Why do we need 4 bits for this? I appreciate you want to align the
next field, but there's SIZE_SHIFT for that; you could have CMD_MASK
set to 0x1 unless I'm missing something. The reserved space could be
used for something else in the future.

> #define IOREGIONFD_SIZE_MASK 0x30
> #define IOREGIONFD_SIZE_SHIFT 4
> # define IOREGIONFD_SIZE_8BIT 0
> # define IOREGIONFD_SIZE_16BIT 1
> # define IOREGIONFD_SIZE_32BIT 2
> # define IOREGIONFD_SIZE_64BIT 3

Christophe already asked about the 64-bit limit. I think that's fine,
and am assuming that if larger accesses are ever needed they can just
be split in two commands by KVM?

> #define IOREGIONFD_NEED_PIO (1u << 6)
> #define IOREGIONFD_NEED_RESPONSE (1u << 7)
> 
> The command is interpreted by inspecting the info field:
> 
>  switch (cmd.info & IOREGIONFD_CMD_MASK) {
>  case IOREGIONFD_CMD_READ:
>      /* It's a read access */
>      break;
>  case IOREGIONFD_CMD_WRITE:
>      /* It's a write access */
>      break;
>  default:
>      /* Protocol violation, terminate connection */
>  }
> 
> The access size is interpreted by inspecting the info field:
> 
>  unsigned size = (cmd.info & IOREGIONFD_SIZE_MASK) >> IOREGIONFD_SIZE_SHIFT;
>  /* where nbytes = pow(2, size) */
> 
> The region_id indicates which MMIO/PIO region is being accessed.  This
> field has no inherent structure but is typically a unique identifier.
> 
> The byte offset being accessed within that region is addr.

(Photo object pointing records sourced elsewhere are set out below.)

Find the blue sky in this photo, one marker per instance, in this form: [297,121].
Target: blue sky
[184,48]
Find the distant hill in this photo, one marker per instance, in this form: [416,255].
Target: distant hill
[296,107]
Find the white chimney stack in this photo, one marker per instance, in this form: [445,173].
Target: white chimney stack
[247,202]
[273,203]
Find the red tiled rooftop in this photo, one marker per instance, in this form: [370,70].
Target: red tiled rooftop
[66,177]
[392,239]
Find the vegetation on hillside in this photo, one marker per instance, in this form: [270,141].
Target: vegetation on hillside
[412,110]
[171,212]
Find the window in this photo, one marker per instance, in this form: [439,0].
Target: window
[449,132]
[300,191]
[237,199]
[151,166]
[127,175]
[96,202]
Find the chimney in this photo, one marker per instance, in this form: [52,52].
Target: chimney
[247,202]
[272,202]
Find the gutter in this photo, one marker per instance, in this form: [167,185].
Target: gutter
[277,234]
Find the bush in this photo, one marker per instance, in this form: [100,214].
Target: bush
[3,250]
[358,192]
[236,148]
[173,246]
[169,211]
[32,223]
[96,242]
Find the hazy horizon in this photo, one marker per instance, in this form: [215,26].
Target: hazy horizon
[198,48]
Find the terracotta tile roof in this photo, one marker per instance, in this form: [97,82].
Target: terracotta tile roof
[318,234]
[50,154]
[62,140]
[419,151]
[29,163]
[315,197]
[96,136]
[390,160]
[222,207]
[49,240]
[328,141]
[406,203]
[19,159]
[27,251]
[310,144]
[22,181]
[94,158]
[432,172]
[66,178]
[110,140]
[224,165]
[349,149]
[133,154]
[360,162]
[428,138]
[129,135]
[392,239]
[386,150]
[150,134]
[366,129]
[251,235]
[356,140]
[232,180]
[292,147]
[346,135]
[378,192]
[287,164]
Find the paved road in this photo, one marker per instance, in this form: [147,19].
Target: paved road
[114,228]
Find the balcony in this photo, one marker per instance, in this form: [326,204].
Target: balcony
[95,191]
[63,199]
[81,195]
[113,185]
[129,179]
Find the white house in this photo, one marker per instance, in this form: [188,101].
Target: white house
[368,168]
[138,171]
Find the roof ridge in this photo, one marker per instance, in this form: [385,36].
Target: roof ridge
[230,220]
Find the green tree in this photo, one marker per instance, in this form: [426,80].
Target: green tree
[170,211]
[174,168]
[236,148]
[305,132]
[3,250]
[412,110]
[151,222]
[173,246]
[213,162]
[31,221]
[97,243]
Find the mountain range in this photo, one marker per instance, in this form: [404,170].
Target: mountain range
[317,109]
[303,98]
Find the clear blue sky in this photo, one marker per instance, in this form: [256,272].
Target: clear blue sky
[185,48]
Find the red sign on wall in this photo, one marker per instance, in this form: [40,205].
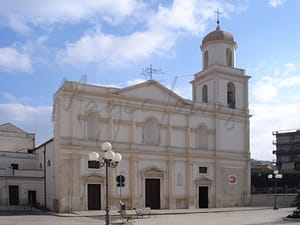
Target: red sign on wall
[232,179]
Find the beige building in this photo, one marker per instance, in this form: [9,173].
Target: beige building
[21,168]
[177,153]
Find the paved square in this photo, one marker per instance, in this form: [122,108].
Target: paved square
[238,216]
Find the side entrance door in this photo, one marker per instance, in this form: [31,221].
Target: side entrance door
[94,196]
[32,198]
[13,195]
[203,197]
[152,193]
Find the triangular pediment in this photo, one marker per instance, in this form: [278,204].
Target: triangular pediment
[152,172]
[203,181]
[10,128]
[152,90]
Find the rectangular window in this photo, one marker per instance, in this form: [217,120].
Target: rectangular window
[93,164]
[297,165]
[14,166]
[202,169]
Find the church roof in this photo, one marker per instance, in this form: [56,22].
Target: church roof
[218,35]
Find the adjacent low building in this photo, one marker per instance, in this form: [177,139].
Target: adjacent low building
[21,170]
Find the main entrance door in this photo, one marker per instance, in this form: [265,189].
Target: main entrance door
[13,195]
[94,196]
[203,197]
[152,192]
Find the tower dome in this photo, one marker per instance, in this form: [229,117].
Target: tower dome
[218,47]
[218,35]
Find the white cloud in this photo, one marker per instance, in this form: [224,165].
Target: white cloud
[275,106]
[14,61]
[31,119]
[273,88]
[116,50]
[21,15]
[275,3]
[163,28]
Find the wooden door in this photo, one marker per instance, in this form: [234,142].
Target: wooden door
[13,195]
[152,193]
[32,198]
[203,197]
[94,196]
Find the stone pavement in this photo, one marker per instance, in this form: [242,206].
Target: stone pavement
[219,216]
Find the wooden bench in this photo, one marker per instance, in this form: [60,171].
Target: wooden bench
[124,216]
[141,212]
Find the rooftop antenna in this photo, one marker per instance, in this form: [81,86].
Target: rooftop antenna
[149,71]
[218,18]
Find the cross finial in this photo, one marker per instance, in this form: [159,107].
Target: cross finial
[218,18]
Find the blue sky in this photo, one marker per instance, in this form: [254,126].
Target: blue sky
[110,42]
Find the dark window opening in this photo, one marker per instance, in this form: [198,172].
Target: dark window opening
[93,164]
[202,169]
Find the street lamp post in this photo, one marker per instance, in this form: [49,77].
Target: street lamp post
[276,175]
[109,159]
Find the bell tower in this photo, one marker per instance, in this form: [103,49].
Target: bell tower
[220,82]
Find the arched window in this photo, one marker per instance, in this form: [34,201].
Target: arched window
[92,126]
[231,95]
[204,94]
[151,132]
[205,60]
[229,59]
[202,137]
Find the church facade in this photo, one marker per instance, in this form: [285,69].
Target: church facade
[177,153]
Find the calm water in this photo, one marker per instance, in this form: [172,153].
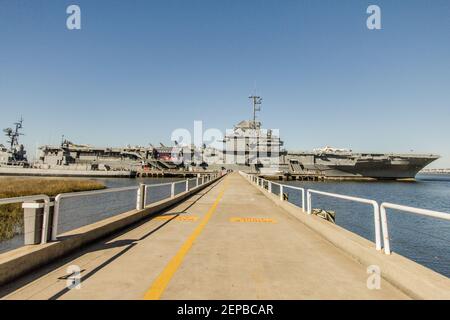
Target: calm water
[424,240]
[79,211]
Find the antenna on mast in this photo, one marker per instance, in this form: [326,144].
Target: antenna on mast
[257,101]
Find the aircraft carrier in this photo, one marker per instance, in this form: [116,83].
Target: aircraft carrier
[325,163]
[344,164]
[247,147]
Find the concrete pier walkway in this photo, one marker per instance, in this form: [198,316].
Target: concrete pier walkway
[229,241]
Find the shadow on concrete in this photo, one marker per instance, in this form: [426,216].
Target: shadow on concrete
[104,244]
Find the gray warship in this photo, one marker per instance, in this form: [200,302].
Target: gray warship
[324,163]
[333,163]
[14,154]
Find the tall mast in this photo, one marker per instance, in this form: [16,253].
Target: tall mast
[256,107]
[13,135]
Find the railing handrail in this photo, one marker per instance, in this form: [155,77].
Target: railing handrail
[376,210]
[37,197]
[380,216]
[342,196]
[419,211]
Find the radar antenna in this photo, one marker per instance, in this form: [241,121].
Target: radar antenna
[13,134]
[257,101]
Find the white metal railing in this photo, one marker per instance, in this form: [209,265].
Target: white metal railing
[40,197]
[376,210]
[423,212]
[140,198]
[260,182]
[61,196]
[379,211]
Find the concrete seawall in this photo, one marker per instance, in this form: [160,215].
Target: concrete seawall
[412,278]
[64,173]
[18,262]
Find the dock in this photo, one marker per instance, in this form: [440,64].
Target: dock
[229,240]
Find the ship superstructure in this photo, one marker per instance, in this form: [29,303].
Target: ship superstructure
[14,153]
[250,145]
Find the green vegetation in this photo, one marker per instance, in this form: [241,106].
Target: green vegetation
[11,215]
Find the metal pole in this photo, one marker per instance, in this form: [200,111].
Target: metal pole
[387,245]
[140,197]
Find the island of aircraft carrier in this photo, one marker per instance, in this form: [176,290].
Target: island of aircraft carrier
[247,147]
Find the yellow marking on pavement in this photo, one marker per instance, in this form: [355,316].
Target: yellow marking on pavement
[161,282]
[249,219]
[179,218]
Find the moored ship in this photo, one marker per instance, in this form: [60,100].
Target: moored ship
[344,164]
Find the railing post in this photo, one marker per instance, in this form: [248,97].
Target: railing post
[376,213]
[140,197]
[309,205]
[303,200]
[384,226]
[33,214]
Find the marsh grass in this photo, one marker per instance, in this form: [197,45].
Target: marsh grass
[11,215]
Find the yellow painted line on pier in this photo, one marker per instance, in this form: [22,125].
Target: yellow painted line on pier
[161,282]
[255,220]
[179,218]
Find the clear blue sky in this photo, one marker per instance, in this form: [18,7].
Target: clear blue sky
[139,69]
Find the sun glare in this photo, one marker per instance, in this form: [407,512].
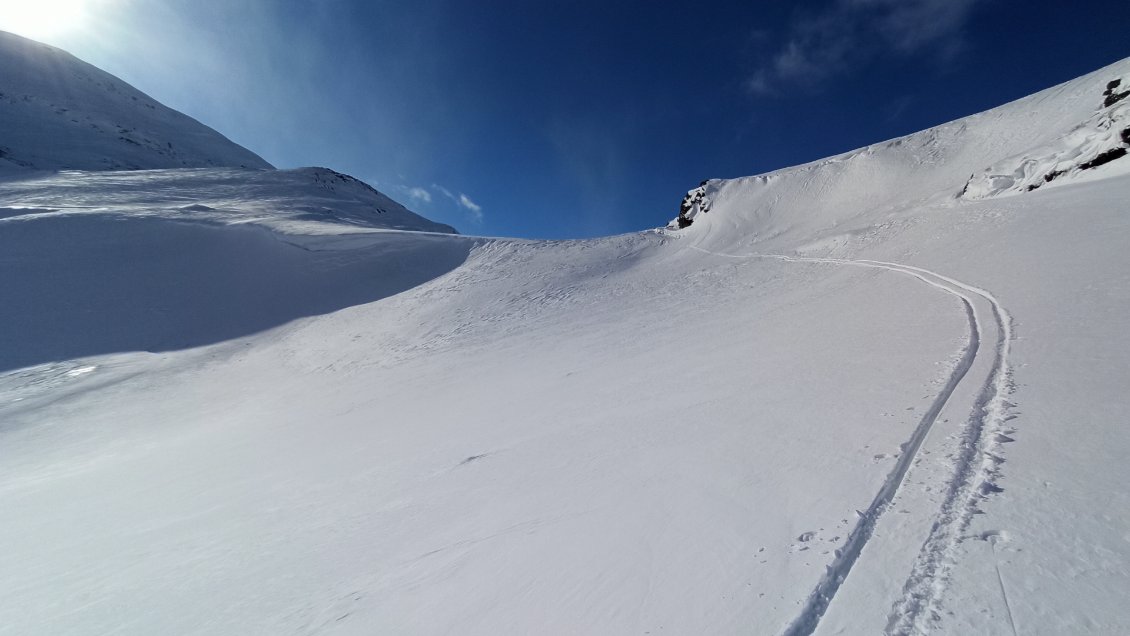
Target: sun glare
[42,18]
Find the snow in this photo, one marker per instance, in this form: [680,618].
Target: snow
[59,112]
[846,399]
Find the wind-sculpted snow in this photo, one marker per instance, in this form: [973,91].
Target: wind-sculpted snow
[166,260]
[58,112]
[94,284]
[1066,125]
[1100,140]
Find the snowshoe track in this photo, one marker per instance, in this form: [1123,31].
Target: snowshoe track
[973,469]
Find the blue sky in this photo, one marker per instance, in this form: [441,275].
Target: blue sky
[579,119]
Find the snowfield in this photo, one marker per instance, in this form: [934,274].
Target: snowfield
[849,398]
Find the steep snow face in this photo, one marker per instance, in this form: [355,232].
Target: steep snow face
[1100,140]
[58,112]
[1076,130]
[296,201]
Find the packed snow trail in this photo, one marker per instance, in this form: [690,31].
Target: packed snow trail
[927,582]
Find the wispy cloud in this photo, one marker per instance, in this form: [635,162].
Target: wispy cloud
[462,200]
[419,194]
[849,33]
[475,208]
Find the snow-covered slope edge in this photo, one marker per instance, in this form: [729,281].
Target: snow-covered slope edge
[1076,120]
[58,112]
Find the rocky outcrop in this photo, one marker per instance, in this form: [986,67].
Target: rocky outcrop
[1102,139]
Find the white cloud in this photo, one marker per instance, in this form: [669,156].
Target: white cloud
[419,194]
[443,191]
[475,208]
[851,32]
[462,201]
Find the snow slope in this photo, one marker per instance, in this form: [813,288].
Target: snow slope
[844,400]
[58,112]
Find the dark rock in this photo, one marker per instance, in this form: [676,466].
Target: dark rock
[1103,158]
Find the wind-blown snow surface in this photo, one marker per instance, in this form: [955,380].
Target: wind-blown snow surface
[844,400]
[58,112]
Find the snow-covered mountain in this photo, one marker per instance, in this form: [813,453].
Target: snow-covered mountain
[867,394]
[58,112]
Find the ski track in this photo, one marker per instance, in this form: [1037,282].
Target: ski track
[974,467]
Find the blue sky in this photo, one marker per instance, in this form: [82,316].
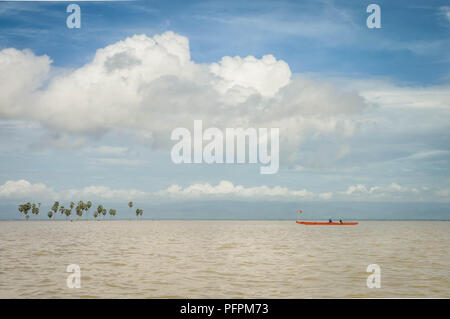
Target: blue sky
[374,103]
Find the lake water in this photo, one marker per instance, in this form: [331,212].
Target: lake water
[223,259]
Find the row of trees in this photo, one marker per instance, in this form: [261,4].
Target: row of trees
[80,209]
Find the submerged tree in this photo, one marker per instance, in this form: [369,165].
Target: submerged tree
[25,208]
[88,206]
[62,209]
[112,212]
[55,208]
[99,210]
[139,212]
[35,209]
[130,204]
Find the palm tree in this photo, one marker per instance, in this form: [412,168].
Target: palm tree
[55,208]
[25,208]
[112,212]
[88,206]
[68,212]
[62,209]
[34,209]
[99,210]
[130,204]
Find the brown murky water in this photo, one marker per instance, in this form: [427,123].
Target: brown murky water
[223,259]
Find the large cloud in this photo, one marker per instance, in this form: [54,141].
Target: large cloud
[151,86]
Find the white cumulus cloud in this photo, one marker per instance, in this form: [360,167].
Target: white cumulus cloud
[150,85]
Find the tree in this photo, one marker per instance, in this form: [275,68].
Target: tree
[55,207]
[88,206]
[99,210]
[25,208]
[130,204]
[112,212]
[68,212]
[34,209]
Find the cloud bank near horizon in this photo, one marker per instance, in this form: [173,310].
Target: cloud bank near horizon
[224,190]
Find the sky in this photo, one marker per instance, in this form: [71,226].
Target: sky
[364,114]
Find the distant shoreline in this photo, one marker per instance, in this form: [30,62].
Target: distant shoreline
[203,219]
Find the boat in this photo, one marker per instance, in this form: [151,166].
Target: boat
[326,223]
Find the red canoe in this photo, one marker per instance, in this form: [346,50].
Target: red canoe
[322,223]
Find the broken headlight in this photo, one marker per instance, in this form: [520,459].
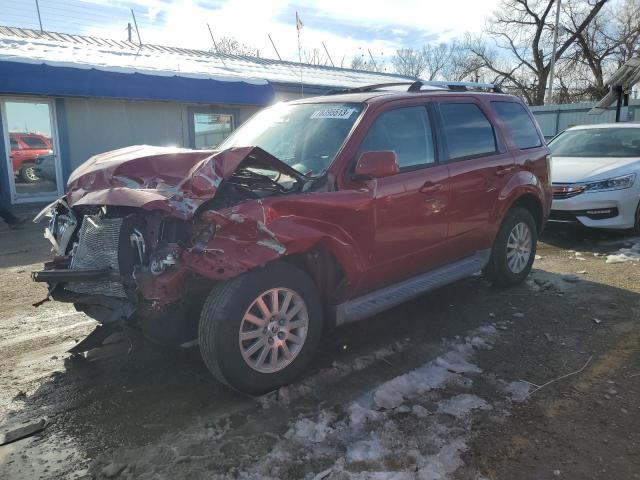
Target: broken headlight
[62,224]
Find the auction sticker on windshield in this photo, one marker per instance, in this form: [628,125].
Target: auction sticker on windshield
[335,112]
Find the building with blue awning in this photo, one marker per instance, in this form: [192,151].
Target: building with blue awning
[64,98]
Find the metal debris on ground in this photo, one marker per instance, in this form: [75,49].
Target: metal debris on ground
[23,432]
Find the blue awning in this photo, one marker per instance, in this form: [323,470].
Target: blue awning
[44,79]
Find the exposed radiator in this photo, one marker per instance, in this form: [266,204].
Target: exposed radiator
[98,243]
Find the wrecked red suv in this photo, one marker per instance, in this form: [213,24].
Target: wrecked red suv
[314,213]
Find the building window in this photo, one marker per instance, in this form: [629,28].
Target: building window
[210,129]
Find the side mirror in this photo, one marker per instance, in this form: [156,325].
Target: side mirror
[376,164]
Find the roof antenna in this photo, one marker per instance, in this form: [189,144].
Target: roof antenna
[136,25]
[215,45]
[274,46]
[330,59]
[39,19]
[372,59]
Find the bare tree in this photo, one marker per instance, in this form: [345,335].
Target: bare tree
[603,46]
[409,62]
[360,62]
[524,29]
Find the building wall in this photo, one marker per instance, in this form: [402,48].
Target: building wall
[553,119]
[95,126]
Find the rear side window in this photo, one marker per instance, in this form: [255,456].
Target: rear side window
[468,131]
[406,131]
[519,124]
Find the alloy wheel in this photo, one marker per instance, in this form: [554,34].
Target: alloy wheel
[519,247]
[273,330]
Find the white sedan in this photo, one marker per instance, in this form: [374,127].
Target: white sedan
[595,172]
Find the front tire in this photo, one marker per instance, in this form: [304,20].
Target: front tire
[513,250]
[259,331]
[636,227]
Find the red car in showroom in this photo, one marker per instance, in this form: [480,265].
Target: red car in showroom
[25,149]
[314,213]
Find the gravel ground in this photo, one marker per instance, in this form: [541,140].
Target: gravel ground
[470,382]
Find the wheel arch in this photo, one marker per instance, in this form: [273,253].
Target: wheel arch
[532,203]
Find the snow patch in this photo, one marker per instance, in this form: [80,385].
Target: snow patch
[441,465]
[359,415]
[518,391]
[307,431]
[366,451]
[461,405]
[625,255]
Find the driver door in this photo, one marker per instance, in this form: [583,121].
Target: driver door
[410,207]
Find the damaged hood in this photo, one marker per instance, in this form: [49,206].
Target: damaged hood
[176,180]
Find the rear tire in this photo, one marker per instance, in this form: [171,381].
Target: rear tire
[249,343]
[514,249]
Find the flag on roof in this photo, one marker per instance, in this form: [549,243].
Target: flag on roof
[299,23]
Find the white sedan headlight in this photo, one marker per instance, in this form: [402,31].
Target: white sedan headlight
[618,183]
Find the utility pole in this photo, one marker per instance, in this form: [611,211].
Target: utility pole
[39,18]
[553,54]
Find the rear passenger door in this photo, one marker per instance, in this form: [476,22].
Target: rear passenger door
[410,207]
[523,138]
[479,167]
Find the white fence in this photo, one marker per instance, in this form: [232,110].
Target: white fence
[553,119]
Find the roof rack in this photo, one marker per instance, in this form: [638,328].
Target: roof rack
[418,84]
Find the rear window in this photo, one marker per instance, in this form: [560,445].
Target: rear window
[519,124]
[597,142]
[35,142]
[467,130]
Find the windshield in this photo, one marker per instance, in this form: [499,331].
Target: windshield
[307,137]
[597,142]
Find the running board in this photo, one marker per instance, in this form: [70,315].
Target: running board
[388,297]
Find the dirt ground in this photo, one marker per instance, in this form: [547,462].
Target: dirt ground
[540,381]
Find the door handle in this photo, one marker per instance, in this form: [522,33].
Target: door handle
[502,171]
[430,187]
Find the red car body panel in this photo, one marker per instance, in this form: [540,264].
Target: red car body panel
[379,231]
[25,153]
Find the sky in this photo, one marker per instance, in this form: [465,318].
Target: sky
[347,27]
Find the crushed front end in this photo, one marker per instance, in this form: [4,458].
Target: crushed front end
[140,246]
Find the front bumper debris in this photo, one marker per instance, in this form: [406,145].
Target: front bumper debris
[53,276]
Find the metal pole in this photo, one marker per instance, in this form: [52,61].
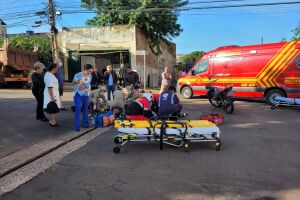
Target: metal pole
[51,15]
[145,70]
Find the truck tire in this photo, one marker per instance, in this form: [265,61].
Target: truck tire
[187,92]
[272,94]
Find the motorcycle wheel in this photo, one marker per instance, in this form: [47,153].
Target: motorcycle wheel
[210,101]
[228,105]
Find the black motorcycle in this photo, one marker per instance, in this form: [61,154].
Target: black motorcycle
[221,99]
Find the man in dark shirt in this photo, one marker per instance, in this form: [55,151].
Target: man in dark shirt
[169,103]
[131,83]
[38,87]
[96,80]
[110,78]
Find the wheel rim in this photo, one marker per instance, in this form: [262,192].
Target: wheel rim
[187,92]
[272,97]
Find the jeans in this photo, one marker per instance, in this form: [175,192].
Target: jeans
[39,107]
[110,89]
[81,102]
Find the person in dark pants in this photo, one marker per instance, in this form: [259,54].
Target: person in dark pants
[110,78]
[38,87]
[96,80]
[169,103]
[60,77]
[82,89]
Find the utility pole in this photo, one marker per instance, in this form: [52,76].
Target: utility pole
[53,30]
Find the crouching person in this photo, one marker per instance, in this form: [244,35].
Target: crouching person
[141,106]
[118,102]
[169,103]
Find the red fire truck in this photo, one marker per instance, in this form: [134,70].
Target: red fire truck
[258,71]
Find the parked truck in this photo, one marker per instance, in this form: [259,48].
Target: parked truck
[16,64]
[258,71]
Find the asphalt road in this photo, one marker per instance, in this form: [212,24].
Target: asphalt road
[19,128]
[259,159]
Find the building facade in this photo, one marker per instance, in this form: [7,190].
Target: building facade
[114,45]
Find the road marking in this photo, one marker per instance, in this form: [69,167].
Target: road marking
[28,172]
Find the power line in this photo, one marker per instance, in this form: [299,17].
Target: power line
[187,8]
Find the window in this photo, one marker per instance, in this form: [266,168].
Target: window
[201,67]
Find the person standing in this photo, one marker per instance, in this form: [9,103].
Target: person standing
[110,78]
[122,73]
[132,84]
[82,88]
[169,103]
[60,77]
[38,87]
[96,80]
[51,92]
[166,80]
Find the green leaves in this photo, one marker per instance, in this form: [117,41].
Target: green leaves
[156,23]
[29,42]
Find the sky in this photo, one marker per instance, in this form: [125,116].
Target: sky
[203,30]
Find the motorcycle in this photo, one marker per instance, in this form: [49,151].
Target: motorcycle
[221,99]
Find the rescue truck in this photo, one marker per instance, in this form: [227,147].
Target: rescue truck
[16,64]
[258,71]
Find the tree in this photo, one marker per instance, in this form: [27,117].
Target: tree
[29,42]
[296,32]
[157,24]
[191,58]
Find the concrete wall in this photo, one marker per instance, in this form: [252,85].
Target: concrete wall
[154,64]
[119,38]
[82,39]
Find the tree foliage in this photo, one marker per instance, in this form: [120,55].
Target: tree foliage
[156,24]
[28,42]
[191,58]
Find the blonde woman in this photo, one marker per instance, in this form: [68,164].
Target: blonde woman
[51,92]
[38,87]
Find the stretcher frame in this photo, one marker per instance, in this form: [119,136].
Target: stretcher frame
[183,140]
[292,104]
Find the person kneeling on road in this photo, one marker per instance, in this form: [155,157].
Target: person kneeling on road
[141,106]
[169,103]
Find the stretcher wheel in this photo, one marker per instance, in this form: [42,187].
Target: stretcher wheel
[117,150]
[117,140]
[186,147]
[218,146]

It's not clear to me if addr is GPA absolute or an offset. Sounds like
the latter, in which case isn't it preferable to name this "offset"?

> 
> If the command is IOREGIONFD_CMD_WRITE then data contains the value
> being written.
> 
> MMIO is the default.  The IOREGIONFD_NEED_PIO flag is set on PIO
> accesses.
> 
> When IOREGIONFD_NEED_RESPONSE is set on a IOREGIONFD_CMD_WRITE command,
> no response must be sent.  This flag has no effect for
> IOREGIONFD_CMD_READ commands.

Christophe already flagged this, too. :)

That's all I had for now.

F.

> 
> The device sends responses by writing the following structure to the
> file descriptor:
> 
> struct ioregionfd_resp {
>    __u64 data;
>    __u32 info;
>    __u8 pad[20];
> };
> 
> /* for ioregionfd_resp::info */
> #define IOREGIONFD_RESP_FAILED (1u << 0)
> 
> The info field is zero on success.  The IOREGIONFD_RESP_FAILED flag is
> set on failure.
> 
> The data field contains the value read by an IOREGIONFD_CMD_READ
> command.  This field is zero for other commands.
> 
> Does it support polling?
> ------------------------
> Yes, use io_uring's IORING_OP_READ to submit an asynchronous read on the
> file descriptor.  Poll the io_uring cq ring to detect when the read has
> completed.
> 
> Although this dispatch mechanism incurs more overhead than polling
> directly on guest RAM, it overcomes the limitations of polling: it
> supports read accesses as well as capturing written values instead of
> overwriting them.
> 
> Does it obsolete ioeventfd?
> ---------------------------
> No, although KVM_IOREGIONFD_POSTED_WRITES offers somewhat similar
> functionality to ioeventfd, there are differences.  The datamatch
> functionality of ioeventfd is not available and would need to be
> implemented by the device emulation program.  Due to the counter
> semantics of eventfds there is automatic coalescing of repeated accesses
> with ioeventfd.  Overall ioeventfd is lighter weight but also more
> limited.
> 
> How does it scale?
> ------------------
> The protocol is synchronous - only one command/response cycle is in
> flight at a time.  The vCPU will be blocked until the response has been
> processed anyway.  If another vCPU accesses an MMIO or PIO region with
> the same file descriptor during this time then it will wait to.
> 
> In practice this is not a problem since per-queue file descriptors can
> be set up for multi-queue devices.
> 
> It is up to the device emulation program whether to handle multiple
> devices over the same file descriptor or not.
> 
> What exactly is the file descriptor (e.g. eventfd, pipe, char device)?
> ----------------------------------------------------------------------
> Any file descriptor that supports bidirectional I/O would do.  This
> rules out eventfds and pipes.  socketpair(AF_UNIX) is a likely
> candidate.  Maybe a char device will be necessary for improved
> performance.
> 
> Can this be part of KVM_SET_USER_MEMORY_REGION?
> -----------------------------------------------
> Maybe.  Perhaps everything can be squeezed into struct
> kvm_userspace_memory_region but it's only worth doing if the memory
> region code needs to be reused for this in the first place.  I'm not
> sure.
> 
> What do you think?
> ------------------
> I hope this serves as a starting point for improved MMIO/PIO dispatch in
> KVM.  There are no immediate plans to implement this but I think it will
> become necessary within the next year or two.
> 
> 1. Does it meet your requirements?
> 2. Are there better alternatives?
> 
> Thanks,
> Stefan

Re: Proposal for MMIO/PIO dispatch file descriptors (ioregionfd)

[Felipe Franciosi]

Ah, I forgot to ask a few other questions.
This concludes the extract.